Mas talvez em nenhum outro lugar do país os japoneses e os nipo-brasileiros convivem com tanta intensidade quanto num complexo habitacional público chamado Homi Estate. Construído nos anos 70 para famílias japonesas jovens, Homi tem uma população de 8.891 pessoas que agora é dividida quase na mesma proporção entre japoneses, a 52%, e estrangeiros, a 48%.

"Para ser honesto", disse Toshinori Fujiwara, de 69 anos, um líder comunitário japonês, "nunca imaginei, nem nos meus sonhos mais loucos, que esse um dia seria um bairro multiétnico".

Daqui a uma geração, é provável que mais japoneses façam comentários similares à medida que a população do Japão envelhece e a força de trabalho diminui. Recentemente, a escassez de mão-de-obra se expandiu da produção fabril para a agrícola, barcos de pesca, hospitais e outras áreas, levando o Japão a abrir as portas para os trabalhadores temporários da China e de outros lugares na Ásia.

Aperto demográfico

À medida que o aperto demográfico se intensifica, o Japão pode ter de se abrir mais para a imigração, dizem os especialistas, se quiser ter os trabalhadores que necessita para continuar sendo uma grande potência industrial. Um país homogêneo e insular, no entanto, o Japão tem notória aversão aos imigrantes. Os coreanos que chegaram ao país durante a Segunda Guerra Mundial ainda são tratados como cidadãos de segunda classe.

Para ser um destino atraente para os imigrantes, segundo especialistas, o Japão terá de se submeter a um difícil transformação cultural para a qual os nipo-brasileiros representam um teste elementar. Se nem mesmo eles conseguiram ganhar aceitação, que chance haverá para os grupos de imigrantes que em termos étnicos, religiosos e nacionais podem ser diferentes dos nativos japoneses?

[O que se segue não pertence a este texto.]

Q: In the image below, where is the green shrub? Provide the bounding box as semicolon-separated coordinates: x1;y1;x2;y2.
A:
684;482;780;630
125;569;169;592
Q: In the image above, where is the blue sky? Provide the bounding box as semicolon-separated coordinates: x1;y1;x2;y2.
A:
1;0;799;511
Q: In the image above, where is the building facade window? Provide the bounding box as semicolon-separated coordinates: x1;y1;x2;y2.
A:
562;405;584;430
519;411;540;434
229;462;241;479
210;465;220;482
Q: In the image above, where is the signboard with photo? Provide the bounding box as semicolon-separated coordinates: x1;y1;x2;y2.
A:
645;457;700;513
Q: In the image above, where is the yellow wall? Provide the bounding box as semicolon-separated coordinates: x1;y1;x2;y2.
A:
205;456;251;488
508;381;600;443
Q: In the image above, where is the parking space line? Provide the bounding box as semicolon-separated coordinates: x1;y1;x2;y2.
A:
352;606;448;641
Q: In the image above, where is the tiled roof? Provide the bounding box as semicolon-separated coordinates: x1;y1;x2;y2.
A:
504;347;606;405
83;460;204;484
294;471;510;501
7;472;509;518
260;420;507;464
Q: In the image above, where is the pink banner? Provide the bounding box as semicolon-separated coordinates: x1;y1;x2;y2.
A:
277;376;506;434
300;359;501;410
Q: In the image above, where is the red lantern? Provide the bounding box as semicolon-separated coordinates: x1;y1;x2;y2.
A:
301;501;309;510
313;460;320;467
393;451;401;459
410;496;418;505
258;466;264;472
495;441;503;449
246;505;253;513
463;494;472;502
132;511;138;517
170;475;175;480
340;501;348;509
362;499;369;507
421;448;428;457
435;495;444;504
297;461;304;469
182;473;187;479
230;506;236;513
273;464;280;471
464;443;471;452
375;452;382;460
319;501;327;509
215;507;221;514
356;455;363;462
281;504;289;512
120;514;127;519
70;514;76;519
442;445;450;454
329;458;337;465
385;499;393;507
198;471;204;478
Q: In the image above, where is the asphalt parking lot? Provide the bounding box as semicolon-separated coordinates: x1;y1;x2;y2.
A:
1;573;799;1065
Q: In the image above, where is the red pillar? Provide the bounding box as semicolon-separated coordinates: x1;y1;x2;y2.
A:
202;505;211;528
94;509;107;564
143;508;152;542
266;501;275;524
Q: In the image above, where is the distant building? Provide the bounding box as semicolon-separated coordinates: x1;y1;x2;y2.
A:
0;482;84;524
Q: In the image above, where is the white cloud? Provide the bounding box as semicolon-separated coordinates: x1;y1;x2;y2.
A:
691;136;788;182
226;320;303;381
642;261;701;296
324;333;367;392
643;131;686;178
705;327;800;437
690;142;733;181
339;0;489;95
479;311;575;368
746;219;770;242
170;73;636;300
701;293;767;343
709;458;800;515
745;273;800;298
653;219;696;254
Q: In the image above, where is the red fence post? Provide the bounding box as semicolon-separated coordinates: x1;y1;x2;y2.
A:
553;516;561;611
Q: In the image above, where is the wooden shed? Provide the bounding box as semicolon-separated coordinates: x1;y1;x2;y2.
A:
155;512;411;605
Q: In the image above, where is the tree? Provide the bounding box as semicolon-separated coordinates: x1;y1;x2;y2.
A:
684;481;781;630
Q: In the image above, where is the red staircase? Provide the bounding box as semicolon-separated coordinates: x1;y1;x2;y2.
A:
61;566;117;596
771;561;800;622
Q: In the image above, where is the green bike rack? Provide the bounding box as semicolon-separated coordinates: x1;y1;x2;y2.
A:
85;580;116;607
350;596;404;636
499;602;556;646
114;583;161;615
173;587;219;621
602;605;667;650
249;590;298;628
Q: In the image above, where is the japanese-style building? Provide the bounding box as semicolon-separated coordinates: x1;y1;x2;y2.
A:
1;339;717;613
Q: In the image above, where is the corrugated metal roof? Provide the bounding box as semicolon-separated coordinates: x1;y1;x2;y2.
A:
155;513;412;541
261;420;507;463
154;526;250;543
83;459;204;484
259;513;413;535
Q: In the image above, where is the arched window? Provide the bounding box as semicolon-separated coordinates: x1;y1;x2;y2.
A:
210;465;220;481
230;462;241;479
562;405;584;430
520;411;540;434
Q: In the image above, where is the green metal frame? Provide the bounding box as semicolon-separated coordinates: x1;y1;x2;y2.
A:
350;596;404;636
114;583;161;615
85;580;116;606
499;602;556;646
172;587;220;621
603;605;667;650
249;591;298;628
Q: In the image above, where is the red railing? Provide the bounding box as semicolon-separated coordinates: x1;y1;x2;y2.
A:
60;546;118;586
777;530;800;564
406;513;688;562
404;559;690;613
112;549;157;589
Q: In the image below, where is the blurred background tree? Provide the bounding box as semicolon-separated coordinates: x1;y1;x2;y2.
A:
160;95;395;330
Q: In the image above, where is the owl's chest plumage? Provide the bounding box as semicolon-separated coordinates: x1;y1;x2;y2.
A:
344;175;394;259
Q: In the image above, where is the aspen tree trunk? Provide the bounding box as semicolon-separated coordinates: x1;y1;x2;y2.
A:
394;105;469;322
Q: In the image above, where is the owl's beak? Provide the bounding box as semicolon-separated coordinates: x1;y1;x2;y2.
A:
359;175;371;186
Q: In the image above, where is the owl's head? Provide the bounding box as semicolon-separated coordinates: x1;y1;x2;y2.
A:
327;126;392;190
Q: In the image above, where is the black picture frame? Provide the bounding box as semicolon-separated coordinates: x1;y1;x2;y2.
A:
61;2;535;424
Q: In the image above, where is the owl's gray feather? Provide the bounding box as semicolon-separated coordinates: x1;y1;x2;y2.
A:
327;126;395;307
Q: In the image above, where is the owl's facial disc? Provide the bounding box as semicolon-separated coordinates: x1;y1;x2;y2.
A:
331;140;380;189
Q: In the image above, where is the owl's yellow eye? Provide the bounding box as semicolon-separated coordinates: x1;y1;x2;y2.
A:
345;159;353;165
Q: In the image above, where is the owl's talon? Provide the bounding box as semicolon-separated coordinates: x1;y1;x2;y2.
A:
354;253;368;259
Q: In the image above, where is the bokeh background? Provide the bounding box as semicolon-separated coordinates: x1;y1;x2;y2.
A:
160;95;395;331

A imigração é um tema impopular e politicamente delicado. Mas os 317 mil nipo-brasileiros - cujos filhos estão crescendo no Japão e, em muitos casos, entrando na puberdade no país - efetivamente formam a maior população de imigrantes do Japão. Do total, perto de 94.400 obtiveram visto de residência permanente, enquanto os outros podem permanecer no Japão indefinidamente. As crianças nascidas no Japão de pais estrangeiros não obtêm a cidadania automaticamente.

Uma cidade dentro de uma cidade, o Homi Estate - com 40 prédios de apartamentos, casas isoladas, escolas e lojas - se parece com qualquer outro complexo habitacional visto do lado de fora. Mas, olhando mais de perto, as placas das ruas estão escritas em japonês e português. No complexo de lojas da comunidade, os restaurantes servem pratos brasileiros; uma loja de conveniência vende revistas brasileiras. Um supermercado japonês foi substituído por um japonês-brasileiro no ano passado, revelando a mudança demográfica de Homi.

Vandalismo

Outras diferenças são mais sutís. Alguns elevadores estão cobertos por grafites, um tipo de vandalismo raramente visto no Japão. E os estacionamentos contêm carros reequipados com "lowriders" e pintados de púrpura, enquanto os carros japoneses tendem a ser da cor branca ou cinza.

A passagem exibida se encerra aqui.